Husband told the court that an account in his name was his nonmarital property. He argued that the funds belonged to his father. The court said that the wife’s had the burden of showing that the funds were marital. The law states that all property acquired by either spouse during the marriage and before a judgment for dissolution is presumed to be marital property. Regardless of how title to the property is held.
The Appellate Court disagreed that it was wife’s burden. It was husband’s burden to prove that there was an exception so that the property was not marital. He did not do that. Also, the court did not believe that the husband had been honest. He was not a credible person. The funds in the account should have been held to be marital property.

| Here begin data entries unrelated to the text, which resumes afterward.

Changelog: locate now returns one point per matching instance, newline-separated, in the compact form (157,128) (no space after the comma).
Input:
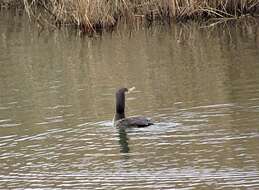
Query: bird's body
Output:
(120,120)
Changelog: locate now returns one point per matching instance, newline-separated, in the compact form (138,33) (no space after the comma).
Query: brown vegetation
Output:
(90,15)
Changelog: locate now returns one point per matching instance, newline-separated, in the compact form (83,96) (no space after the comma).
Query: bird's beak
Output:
(131,89)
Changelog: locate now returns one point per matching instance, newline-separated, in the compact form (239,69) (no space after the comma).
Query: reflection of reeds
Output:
(89,15)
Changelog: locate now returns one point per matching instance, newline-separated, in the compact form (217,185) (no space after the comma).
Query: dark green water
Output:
(200,85)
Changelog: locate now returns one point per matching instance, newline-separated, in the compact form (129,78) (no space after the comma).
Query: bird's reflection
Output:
(123,141)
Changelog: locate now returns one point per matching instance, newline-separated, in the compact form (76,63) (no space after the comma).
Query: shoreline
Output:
(92,16)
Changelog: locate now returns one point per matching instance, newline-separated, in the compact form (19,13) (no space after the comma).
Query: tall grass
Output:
(90,15)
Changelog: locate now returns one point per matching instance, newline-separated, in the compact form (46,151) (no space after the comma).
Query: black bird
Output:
(119,119)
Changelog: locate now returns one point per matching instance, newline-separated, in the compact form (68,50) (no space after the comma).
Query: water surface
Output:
(200,85)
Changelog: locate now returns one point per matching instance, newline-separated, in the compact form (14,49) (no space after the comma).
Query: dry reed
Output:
(90,15)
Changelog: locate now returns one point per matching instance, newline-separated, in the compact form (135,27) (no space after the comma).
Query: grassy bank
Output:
(90,15)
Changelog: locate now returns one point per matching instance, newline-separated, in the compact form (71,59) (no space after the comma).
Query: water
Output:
(200,85)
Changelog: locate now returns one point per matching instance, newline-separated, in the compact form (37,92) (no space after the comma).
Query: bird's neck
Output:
(119,116)
(120,106)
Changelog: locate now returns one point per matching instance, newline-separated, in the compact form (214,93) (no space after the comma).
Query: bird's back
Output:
(138,121)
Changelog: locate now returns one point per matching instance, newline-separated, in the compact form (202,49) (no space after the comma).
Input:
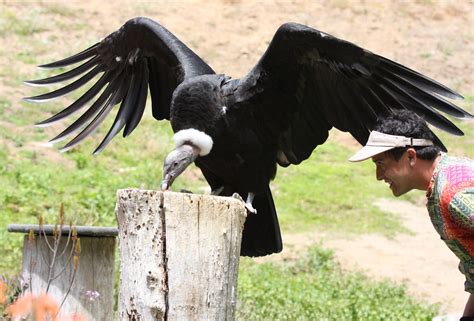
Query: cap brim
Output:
(367,152)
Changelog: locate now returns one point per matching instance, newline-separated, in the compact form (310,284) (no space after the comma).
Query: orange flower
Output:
(21,307)
(45,306)
(3,293)
(41,307)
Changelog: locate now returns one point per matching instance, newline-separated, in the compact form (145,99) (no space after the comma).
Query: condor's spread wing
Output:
(139,55)
(308,82)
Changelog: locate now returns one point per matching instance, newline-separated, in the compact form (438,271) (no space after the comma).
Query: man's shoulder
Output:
(455,170)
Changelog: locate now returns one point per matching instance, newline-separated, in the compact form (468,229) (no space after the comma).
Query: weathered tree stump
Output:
(94,274)
(179,255)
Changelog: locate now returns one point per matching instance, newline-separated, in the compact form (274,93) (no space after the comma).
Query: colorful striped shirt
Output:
(451,208)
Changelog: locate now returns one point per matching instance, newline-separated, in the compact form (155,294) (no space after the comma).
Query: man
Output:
(409,156)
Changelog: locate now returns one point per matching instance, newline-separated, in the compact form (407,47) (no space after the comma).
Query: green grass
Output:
(314,288)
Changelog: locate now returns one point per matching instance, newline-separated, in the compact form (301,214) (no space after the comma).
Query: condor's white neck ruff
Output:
(196,137)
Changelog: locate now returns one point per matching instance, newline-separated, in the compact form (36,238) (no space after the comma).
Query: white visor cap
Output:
(379,142)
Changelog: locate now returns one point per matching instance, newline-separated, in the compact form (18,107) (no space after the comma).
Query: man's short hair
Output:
(407,123)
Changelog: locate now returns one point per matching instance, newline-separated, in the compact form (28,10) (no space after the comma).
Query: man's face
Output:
(397,174)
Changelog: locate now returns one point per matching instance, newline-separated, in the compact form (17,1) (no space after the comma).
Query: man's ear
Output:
(411,152)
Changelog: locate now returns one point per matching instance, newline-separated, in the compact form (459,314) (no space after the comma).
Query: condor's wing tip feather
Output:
(87,53)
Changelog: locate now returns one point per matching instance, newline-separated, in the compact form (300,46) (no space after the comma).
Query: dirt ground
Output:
(433,37)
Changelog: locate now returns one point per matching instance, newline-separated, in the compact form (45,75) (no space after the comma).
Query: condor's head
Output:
(190,143)
(196,109)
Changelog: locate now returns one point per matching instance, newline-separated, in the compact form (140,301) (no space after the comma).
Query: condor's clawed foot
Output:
(248,203)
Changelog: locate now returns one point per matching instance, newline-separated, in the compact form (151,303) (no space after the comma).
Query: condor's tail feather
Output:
(261,235)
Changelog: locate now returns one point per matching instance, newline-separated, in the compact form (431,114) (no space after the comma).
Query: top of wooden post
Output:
(94,231)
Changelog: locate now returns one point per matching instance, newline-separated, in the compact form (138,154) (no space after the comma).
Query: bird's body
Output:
(238,131)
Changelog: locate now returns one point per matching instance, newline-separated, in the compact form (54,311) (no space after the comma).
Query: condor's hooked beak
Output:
(176,162)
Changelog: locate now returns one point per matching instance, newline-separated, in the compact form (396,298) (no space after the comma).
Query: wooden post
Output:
(95,271)
(179,255)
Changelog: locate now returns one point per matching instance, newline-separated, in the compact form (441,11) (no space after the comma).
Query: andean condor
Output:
(238,130)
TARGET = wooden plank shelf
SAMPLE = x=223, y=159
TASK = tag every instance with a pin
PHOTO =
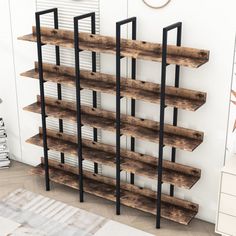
x=150, y=92
x=172, y=208
x=182, y=138
x=182, y=56
x=137, y=163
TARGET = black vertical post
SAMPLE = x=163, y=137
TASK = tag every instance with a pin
x=118, y=97
x=133, y=76
x=162, y=119
x=41, y=85
x=175, y=113
x=59, y=91
x=94, y=69
x=78, y=95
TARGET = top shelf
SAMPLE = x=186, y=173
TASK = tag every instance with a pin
x=182, y=56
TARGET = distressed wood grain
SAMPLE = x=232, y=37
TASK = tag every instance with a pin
x=139, y=164
x=182, y=138
x=183, y=56
x=172, y=208
x=136, y=89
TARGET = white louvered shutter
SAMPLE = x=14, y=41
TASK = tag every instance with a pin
x=67, y=10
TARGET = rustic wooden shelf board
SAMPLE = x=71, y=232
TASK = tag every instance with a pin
x=150, y=92
x=185, y=139
x=183, y=56
x=174, y=209
x=139, y=164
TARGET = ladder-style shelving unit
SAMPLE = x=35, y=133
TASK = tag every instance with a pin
x=164, y=171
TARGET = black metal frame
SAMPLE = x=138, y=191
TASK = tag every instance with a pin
x=132, y=20
x=41, y=84
x=162, y=113
x=78, y=95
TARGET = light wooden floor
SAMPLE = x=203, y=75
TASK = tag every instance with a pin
x=18, y=177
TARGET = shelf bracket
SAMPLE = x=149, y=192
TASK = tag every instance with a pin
x=162, y=117
x=78, y=94
x=41, y=84
x=132, y=20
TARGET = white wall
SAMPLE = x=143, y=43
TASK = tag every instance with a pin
x=206, y=24
x=8, y=109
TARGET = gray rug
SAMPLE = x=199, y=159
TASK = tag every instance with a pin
x=23, y=213
x=39, y=215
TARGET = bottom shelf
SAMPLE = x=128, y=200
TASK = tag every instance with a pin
x=173, y=209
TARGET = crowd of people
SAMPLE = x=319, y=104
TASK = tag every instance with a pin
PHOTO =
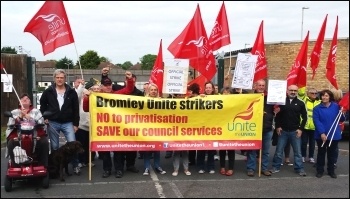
x=303, y=121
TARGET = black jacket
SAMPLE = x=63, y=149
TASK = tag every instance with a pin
x=290, y=114
x=70, y=107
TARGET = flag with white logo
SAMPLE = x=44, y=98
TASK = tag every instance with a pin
x=158, y=70
x=193, y=44
x=220, y=34
x=316, y=52
x=259, y=49
x=297, y=75
x=330, y=74
x=51, y=27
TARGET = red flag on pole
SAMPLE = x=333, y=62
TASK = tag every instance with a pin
x=330, y=74
x=220, y=34
x=51, y=27
x=344, y=102
x=316, y=52
x=297, y=75
x=158, y=70
x=193, y=44
x=259, y=49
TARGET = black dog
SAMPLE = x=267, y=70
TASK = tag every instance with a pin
x=60, y=158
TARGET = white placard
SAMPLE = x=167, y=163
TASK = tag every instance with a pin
x=244, y=71
x=175, y=76
x=7, y=81
x=277, y=90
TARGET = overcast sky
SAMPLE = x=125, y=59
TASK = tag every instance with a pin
x=126, y=31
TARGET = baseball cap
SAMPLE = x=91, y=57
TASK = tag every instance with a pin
x=106, y=81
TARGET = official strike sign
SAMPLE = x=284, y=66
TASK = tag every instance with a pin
x=129, y=123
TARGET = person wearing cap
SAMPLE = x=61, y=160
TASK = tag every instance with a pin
x=106, y=87
x=62, y=101
x=23, y=113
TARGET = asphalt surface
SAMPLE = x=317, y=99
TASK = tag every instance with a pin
x=285, y=184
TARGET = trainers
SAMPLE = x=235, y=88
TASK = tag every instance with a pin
x=201, y=171
x=146, y=173
x=302, y=173
x=274, y=170
x=175, y=173
x=216, y=157
x=312, y=160
x=76, y=170
x=160, y=170
x=106, y=174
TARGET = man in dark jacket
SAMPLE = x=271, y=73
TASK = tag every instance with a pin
x=289, y=127
x=62, y=101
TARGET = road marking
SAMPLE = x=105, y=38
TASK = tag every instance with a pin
x=155, y=179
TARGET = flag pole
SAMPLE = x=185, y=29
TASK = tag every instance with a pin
x=12, y=86
x=81, y=72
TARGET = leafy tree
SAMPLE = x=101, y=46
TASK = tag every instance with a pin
x=90, y=60
x=104, y=59
x=147, y=61
x=65, y=63
x=126, y=65
x=8, y=49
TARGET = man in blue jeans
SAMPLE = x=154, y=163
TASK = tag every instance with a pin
x=269, y=113
x=290, y=128
x=62, y=101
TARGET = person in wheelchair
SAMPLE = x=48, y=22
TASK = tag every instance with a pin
x=27, y=112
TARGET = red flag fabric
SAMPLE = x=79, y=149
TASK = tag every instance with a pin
x=330, y=74
x=200, y=80
x=316, y=52
x=158, y=70
x=220, y=34
x=193, y=44
x=344, y=102
x=50, y=26
x=259, y=49
x=297, y=75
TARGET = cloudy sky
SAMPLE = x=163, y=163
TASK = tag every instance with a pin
x=126, y=31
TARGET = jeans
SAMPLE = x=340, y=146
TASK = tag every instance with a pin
x=308, y=137
x=296, y=144
x=147, y=159
x=67, y=129
x=321, y=155
x=251, y=156
x=176, y=160
x=210, y=160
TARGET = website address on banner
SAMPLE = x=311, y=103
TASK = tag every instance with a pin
x=112, y=146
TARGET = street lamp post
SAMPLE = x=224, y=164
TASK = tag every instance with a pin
x=67, y=72
x=302, y=20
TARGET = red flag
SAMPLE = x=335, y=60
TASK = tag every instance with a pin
x=200, y=80
x=259, y=49
x=193, y=44
x=158, y=70
x=316, y=52
x=50, y=26
x=220, y=34
x=330, y=74
x=344, y=102
x=297, y=75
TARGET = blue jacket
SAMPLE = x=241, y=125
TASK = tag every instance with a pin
x=324, y=117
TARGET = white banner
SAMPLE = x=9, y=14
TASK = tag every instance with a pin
x=175, y=76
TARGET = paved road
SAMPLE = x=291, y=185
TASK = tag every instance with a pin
x=283, y=184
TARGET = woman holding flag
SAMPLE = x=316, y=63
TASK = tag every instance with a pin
x=326, y=117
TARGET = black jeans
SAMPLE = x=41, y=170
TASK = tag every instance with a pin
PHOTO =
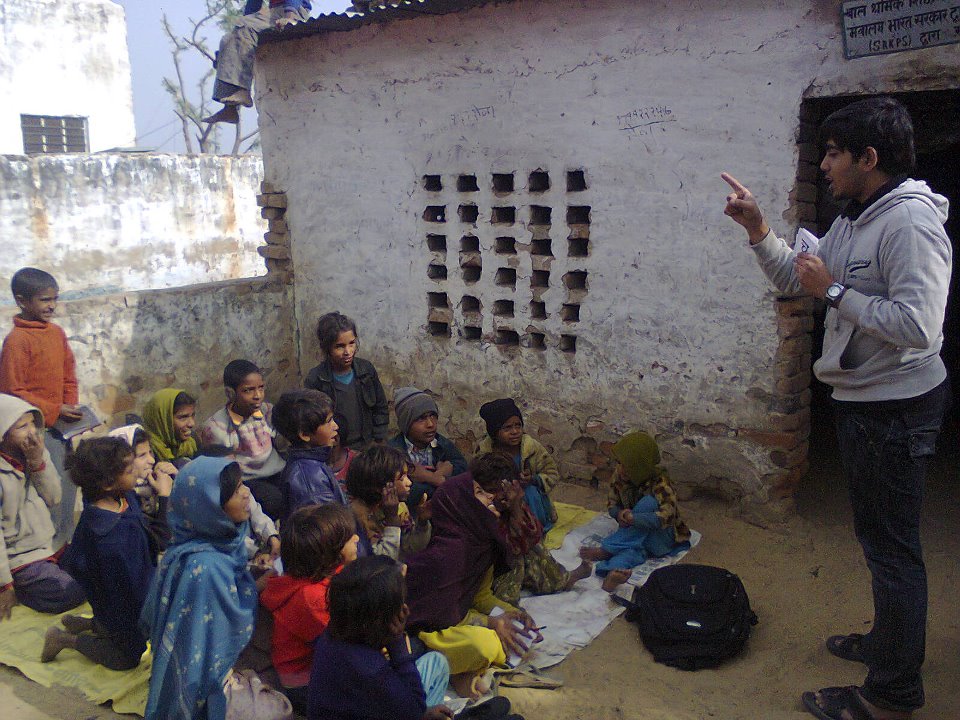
x=885, y=447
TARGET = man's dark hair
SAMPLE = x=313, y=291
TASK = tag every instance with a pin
x=881, y=123
x=330, y=326
x=28, y=282
x=301, y=412
x=372, y=470
x=491, y=469
x=365, y=597
x=312, y=538
x=236, y=371
x=96, y=465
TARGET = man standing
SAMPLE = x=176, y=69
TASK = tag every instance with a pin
x=234, y=61
x=883, y=269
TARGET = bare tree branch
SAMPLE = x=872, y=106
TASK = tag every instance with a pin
x=221, y=15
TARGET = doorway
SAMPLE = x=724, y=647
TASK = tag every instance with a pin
x=936, y=119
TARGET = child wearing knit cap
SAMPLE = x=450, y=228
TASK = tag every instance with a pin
x=538, y=471
x=643, y=503
x=434, y=457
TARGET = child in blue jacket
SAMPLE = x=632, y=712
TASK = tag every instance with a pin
x=305, y=419
x=113, y=556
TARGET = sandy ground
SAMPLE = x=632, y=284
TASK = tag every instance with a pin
x=806, y=580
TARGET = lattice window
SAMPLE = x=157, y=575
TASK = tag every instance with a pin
x=53, y=134
x=507, y=257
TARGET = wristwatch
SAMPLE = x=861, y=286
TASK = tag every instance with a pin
x=835, y=294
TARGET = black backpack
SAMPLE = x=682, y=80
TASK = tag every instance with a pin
x=692, y=616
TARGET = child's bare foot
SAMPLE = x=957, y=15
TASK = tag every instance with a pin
x=615, y=578
x=594, y=554
x=77, y=624
x=54, y=641
x=582, y=571
x=468, y=685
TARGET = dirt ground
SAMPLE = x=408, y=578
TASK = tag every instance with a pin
x=806, y=580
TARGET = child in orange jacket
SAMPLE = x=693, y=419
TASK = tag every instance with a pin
x=37, y=365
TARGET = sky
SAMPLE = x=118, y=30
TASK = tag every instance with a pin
x=158, y=128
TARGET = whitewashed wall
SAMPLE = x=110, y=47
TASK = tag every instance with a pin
x=108, y=223
x=677, y=331
x=65, y=57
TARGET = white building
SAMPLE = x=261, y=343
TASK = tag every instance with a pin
x=64, y=77
x=524, y=198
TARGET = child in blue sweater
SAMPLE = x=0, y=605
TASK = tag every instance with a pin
x=113, y=555
x=362, y=665
x=305, y=419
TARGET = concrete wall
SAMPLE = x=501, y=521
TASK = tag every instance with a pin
x=678, y=331
x=65, y=57
x=110, y=223
x=128, y=346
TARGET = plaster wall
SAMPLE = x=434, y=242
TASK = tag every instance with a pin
x=678, y=330
x=65, y=57
x=129, y=345
x=107, y=223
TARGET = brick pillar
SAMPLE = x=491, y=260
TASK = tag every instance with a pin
x=788, y=434
x=276, y=253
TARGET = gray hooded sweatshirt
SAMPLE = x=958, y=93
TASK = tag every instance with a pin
x=26, y=526
x=883, y=341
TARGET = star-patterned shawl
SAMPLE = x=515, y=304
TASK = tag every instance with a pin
x=200, y=610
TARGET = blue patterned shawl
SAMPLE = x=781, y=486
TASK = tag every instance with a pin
x=200, y=610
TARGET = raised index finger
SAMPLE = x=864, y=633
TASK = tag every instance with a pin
x=734, y=183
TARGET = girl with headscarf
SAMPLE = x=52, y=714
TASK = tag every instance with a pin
x=537, y=469
x=643, y=503
x=450, y=582
x=200, y=610
x=169, y=418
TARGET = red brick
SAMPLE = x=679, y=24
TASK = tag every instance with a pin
x=274, y=252
x=791, y=458
x=791, y=326
x=792, y=384
x=786, y=440
x=272, y=213
x=791, y=421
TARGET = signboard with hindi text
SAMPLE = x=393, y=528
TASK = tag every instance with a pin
x=888, y=26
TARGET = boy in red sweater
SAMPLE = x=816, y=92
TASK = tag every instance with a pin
x=316, y=541
x=37, y=365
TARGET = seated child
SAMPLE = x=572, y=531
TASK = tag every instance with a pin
x=305, y=419
x=538, y=471
x=169, y=417
x=644, y=504
x=533, y=567
x=245, y=426
x=29, y=493
x=202, y=601
x=351, y=382
x=113, y=555
x=434, y=457
x=263, y=540
x=340, y=455
x=378, y=485
x=362, y=666
x=146, y=470
x=317, y=541
x=37, y=366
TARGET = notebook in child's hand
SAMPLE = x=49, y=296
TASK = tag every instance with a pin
x=88, y=420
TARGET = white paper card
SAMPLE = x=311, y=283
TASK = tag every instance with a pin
x=806, y=242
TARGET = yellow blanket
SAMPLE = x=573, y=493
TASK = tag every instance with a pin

The court saw that the marriage was undergoing an irretrievable breakdown. This was during the time that husband was transferring money around. The trial court heard from the wife that she was very upset and depressed about her marriage. As the year went on the situation deteriorated. The appellate court noted that the law on dissipation does not require that the marriage had to reach its final breaking point before dissipation could occur. Rather, it had to have only begun to undergo an irreconcilable breakdown.
The time period during which the husband transferred the $300,000 to his father coincided with the dates when the wife testified the marriage was undergoing an irretrievable breakdown. The transfers should have been considered dissipation. That means that he improperly transferred the money. Therefore, the court held that the wife was entitled to one half of the funds transferred.